En septembre 2025, l’Assemblée générale des Nations Unies a adopté la résolution, dans laquelle elle se déclarait préoccupée par le fait que, malgré les efforts de la communauté internationale, plusieurs milliers d’êtres humains innocents continuaient d’être victimes de génocide.
La résolution réaffirme la responsabilité de chaque État de protéger sa population contre le génocide, ce qui implique la prévention de ce crime, y compris l’incitation à le commettre, par des moyens appropriés et nécessaires, et souligne que la lutte contre l’impunité pour le crime de génocide est un facteur important dans sa prévention.

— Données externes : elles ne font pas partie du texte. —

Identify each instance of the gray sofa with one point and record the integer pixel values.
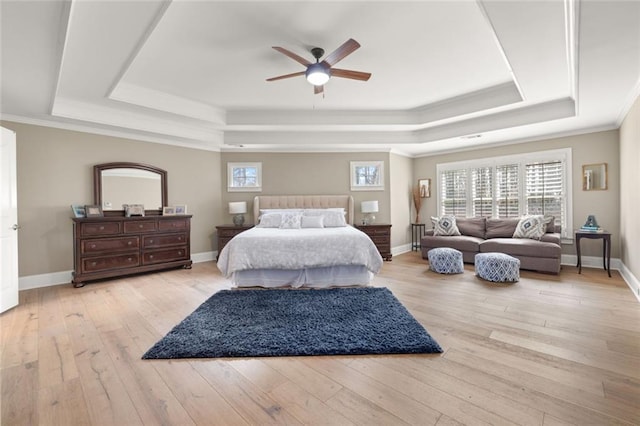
(483, 235)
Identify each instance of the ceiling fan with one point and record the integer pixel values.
(318, 73)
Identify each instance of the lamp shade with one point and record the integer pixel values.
(238, 207)
(369, 207)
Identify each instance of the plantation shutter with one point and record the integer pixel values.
(482, 191)
(507, 191)
(453, 192)
(544, 189)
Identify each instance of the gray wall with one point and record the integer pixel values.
(55, 170)
(601, 147)
(304, 173)
(629, 191)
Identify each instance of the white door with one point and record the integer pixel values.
(8, 221)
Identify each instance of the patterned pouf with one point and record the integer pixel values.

À cet égard, la résolution demandait au Président de l’Assemblée générale de convoquer une réunion de haut niveau d’une journée entière pour marquer le dixième anniversaire de la Journée internationale afin de relancer les efforts visant à prévenir et à punir le crime de génocide.
Le dixième anniversaire de la Journée internationale offre une occasion unique d’évaluer les progrès accomplis, de relever les défis actuels et de renouveler la détermination de la communauté internationale à faire face aux risques et à prévenir les atrocités de masse.
C’est l’occasion pour les États Membres et les parties prenantes de réaffirmer leur engagement envers les cadres internationaux, de renforcer la coopération multilatérale et de lutter contre les menaces émergentes grâce à l’éducation, à des systèmes d’alerte précoce robustes et à la mise en œuvre effective du droit international.
La réunion de haut niveau de l’Assemblée générale, qui durera toute la journée, constituera une plateforme essentielle permettant aux États Membres, aux organisations internationales, à la société civile et aux autres parties prenantes d’engager un dialogue sur la prévention et la répression du génocide, et de réfléchir à leurs propres engagements.
La nécessité d’investir dans la prévention du génocide, telle qu’envisagée par les rédacteurs de la Convention sur le génocide il y a 77 ans, reste plus que jamais d’actualité.